Angebranntes Essen macht Feuerwehreinsatz erforderlich

Die Feuerwehr Mainz wurde am Dienstagabend gegen 20 Uhr in die Fischtorstraße alarmiert. Aufmerksame Nachbarn hatten die Feuerwehr alarmiert, nachdem in einer Wohnung mehrere Rauchwarnmelder ausgelöst hatten.

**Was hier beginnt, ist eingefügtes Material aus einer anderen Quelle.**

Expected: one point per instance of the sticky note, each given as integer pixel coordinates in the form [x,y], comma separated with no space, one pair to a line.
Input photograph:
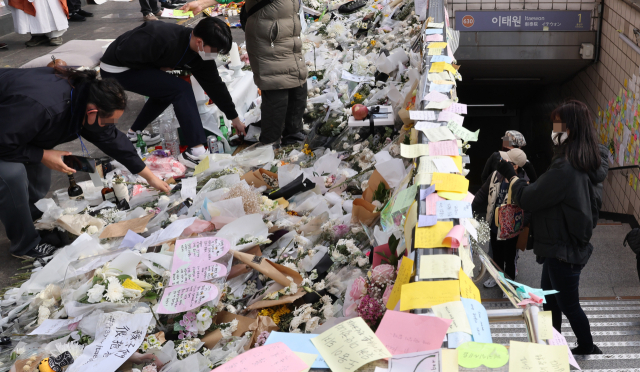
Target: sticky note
[468,289]
[404,333]
[403,277]
[475,354]
[440,266]
[527,356]
[432,236]
[545,325]
[422,295]
[450,182]
[349,345]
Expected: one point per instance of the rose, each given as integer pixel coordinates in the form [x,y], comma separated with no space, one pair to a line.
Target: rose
[358,289]
[382,273]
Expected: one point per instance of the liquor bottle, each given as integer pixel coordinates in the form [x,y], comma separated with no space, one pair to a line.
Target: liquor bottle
[107,193]
[74,190]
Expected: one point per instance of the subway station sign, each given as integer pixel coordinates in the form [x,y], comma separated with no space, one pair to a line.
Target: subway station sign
[527,20]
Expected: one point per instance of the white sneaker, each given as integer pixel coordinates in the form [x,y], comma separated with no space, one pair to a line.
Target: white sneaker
[191,161]
[150,139]
[490,283]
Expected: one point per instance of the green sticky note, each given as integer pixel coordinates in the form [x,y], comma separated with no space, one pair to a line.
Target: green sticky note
[405,198]
[475,354]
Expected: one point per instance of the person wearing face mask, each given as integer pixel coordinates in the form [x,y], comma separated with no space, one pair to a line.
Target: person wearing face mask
[42,108]
[564,204]
[139,58]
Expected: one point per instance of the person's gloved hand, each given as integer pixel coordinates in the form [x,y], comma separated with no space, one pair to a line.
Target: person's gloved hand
[506,169]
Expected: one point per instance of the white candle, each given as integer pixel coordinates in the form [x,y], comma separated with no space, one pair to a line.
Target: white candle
[234,55]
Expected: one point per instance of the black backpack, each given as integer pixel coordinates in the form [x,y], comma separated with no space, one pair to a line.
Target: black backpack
[633,238]
[245,14]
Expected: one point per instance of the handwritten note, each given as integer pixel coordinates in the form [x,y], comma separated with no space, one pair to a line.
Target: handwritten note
[269,358]
[468,288]
[432,236]
[186,297]
[475,354]
[440,266]
[118,336]
[450,182]
[422,295]
[405,333]
[527,356]
[455,311]
[349,345]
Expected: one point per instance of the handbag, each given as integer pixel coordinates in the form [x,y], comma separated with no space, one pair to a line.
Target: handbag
[509,218]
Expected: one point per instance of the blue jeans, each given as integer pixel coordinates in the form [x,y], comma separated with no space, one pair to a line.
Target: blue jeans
[565,278]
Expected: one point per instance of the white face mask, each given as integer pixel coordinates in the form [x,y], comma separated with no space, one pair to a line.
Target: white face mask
[554,137]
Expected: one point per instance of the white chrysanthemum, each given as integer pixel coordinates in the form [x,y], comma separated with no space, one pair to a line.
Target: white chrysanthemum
[95,293]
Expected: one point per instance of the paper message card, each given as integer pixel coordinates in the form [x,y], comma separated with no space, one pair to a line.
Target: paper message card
[185,297]
[450,182]
[423,295]
[350,345]
[476,354]
[527,356]
[432,236]
[439,266]
[268,358]
[298,342]
[405,333]
[118,336]
[404,274]
[478,320]
[455,311]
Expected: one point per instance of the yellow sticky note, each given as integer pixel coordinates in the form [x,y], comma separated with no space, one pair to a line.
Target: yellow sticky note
[202,166]
[353,337]
[432,236]
[404,275]
[450,182]
[527,356]
[437,66]
[468,289]
[414,151]
[422,295]
[545,325]
[308,359]
[449,360]
[454,311]
[439,266]
[438,44]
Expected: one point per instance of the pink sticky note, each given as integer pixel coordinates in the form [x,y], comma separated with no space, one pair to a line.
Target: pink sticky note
[449,148]
[454,236]
[186,297]
[404,333]
[558,339]
[276,357]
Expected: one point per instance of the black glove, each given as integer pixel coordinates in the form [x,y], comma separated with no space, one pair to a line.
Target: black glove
[506,169]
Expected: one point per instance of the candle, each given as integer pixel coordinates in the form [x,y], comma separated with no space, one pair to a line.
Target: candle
[234,55]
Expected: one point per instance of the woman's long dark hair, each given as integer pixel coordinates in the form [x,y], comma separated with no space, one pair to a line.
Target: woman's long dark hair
[106,94]
[581,146]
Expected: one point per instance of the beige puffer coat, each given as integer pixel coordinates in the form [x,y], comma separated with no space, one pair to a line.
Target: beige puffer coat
[274,45]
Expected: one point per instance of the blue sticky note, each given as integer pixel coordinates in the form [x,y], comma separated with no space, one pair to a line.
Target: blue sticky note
[478,320]
[300,342]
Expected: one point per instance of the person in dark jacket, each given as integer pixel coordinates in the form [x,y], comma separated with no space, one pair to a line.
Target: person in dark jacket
[512,140]
[42,108]
[562,203]
[139,58]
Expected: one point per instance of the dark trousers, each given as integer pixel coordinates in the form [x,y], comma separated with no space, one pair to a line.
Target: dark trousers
[163,89]
[282,111]
[504,254]
[565,278]
[21,185]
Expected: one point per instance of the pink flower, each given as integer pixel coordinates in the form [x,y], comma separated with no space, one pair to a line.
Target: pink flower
[358,289]
[382,273]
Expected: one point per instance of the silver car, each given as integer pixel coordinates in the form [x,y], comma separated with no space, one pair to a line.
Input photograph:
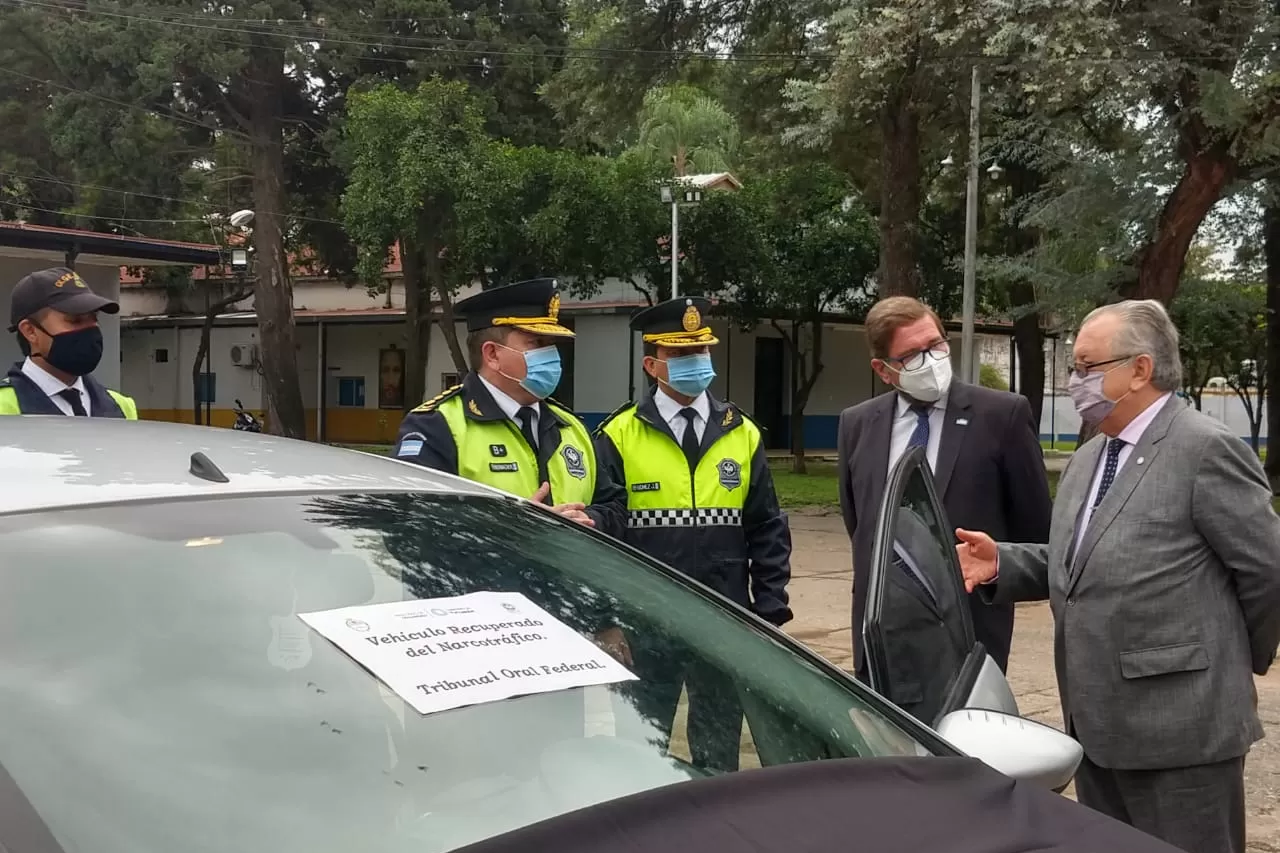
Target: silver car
[159,690]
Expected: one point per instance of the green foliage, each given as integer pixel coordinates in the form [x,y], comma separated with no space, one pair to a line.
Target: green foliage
[988,377]
[686,129]
[414,160]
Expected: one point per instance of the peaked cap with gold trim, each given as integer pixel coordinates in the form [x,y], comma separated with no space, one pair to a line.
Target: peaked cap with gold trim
[676,323]
[530,306]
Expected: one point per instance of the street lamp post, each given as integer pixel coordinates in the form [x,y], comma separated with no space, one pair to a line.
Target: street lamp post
[970,237]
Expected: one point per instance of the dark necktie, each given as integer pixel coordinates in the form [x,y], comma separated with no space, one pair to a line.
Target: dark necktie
[526,427]
[689,442]
[72,396]
[920,434]
[1109,470]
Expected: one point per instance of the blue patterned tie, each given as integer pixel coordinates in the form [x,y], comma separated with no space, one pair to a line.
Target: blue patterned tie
[920,434]
[1109,470]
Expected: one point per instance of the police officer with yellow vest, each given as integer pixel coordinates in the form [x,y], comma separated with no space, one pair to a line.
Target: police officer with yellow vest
[501,425]
[55,316]
[699,498]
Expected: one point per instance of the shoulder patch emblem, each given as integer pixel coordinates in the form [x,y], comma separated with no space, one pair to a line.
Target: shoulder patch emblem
[730,473]
[434,402]
[574,463]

Die Feuerwehr verschaffte sich gewaltsam Zugang zur Wohnung. In der Küche konnte schnell die Ursache ausfindig gemacht werden:

Ein auf dem eingeschalteten Herd vergessener Kochtopf samt Inhalt führte dazu, daß die Wohnung leicht verrauchte.

Der Kochtopf wurde auf den Balkon verbracht. Die Wohnung wurde durch die Feuerwehr im Anschluß daran belüftet. Die zwischenzeitlich eingetroffene Mieterin konnte nach Abschluß der Lüftungsmaßnahmen in ihre Wohnung zurückkehren.

Erneut zeigt sich, wie wichtig die gesetzlich geforderten Wohnungsrauchmelder in Verbindung mit aufmerksamen Nachbarn sind.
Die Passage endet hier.